Armstrong suggests that this case raises two questions about the conflicts that can arise in institutional settings of mental healthcare provision, in which healthcare professionals may feel compelled to approach their practice in a manner that is incongruous with their own clinical understanding of the situation. He suggests that it forces us to ask two questions: First, how would Jill and Giles approach Viv if the institutional setting were changed (but Viv remained the same)? Second, how would Viv approach Jill and Giles if the institutional setting were changed (but her predicament remained the same)? Armstrong contends that this sort of clinical encounter would differ quite significantly if it had occurred outside of the institutional setting of mental healthcare provision.

Indeed, he makes the provocative claim that it may be impossible for those who provide mental healthcare in an institutional setting to do their job well whilst maintaining sincerity. In part, this is because the moral perception of the healthcare professional in this setting must often become overly narrow and specialised, because they are expected to act in somewhat stereotyped ways to fit the requirements of bureaucratic accountability, and where there can be bureaucratic reasons for making particular psychiatric diagnoses.

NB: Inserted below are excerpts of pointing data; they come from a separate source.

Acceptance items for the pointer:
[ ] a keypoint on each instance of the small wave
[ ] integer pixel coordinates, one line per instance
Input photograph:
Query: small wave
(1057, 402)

In turn, this can lead healthcare professionals to adopt a ‘double morality’, whereby they feel compelled to betray values that they nonetheless profess to maintain. Armstrong illustrates this by drawing an analogy with the cheating spouse who professes to love their partner whilst at the same time fundamentally betraying them in a manner that bespeaks an utter lack of meaningful moral concern.

Armstrong’s discussion of an ethnographic approach to ethics in mental healthcare provision is an illustration of how this approach can reveal new dimensions to ethical questions in this area. In addition to questions about how we should weigh the costs and benefits of bureaucratic accountability, Armstrong’s discussion also raises questions about which of costs of bureaucratization are specific to mental healthcare provision, as opposed to general bureaucratization of healthcare more broadly. Furthermore, at the level of the individual clinician, we may also wonder whether the phenomenon of double morality is a moral sleight of hand that is necessary for them to continue virtuous clinical practice, or whether it is a form of specious ex post rationalization that prevents them from adequately engaging with the problems that the culture of bureaucratic accountability evinces, problems that give rise to the phenomenon of double morality in the first place.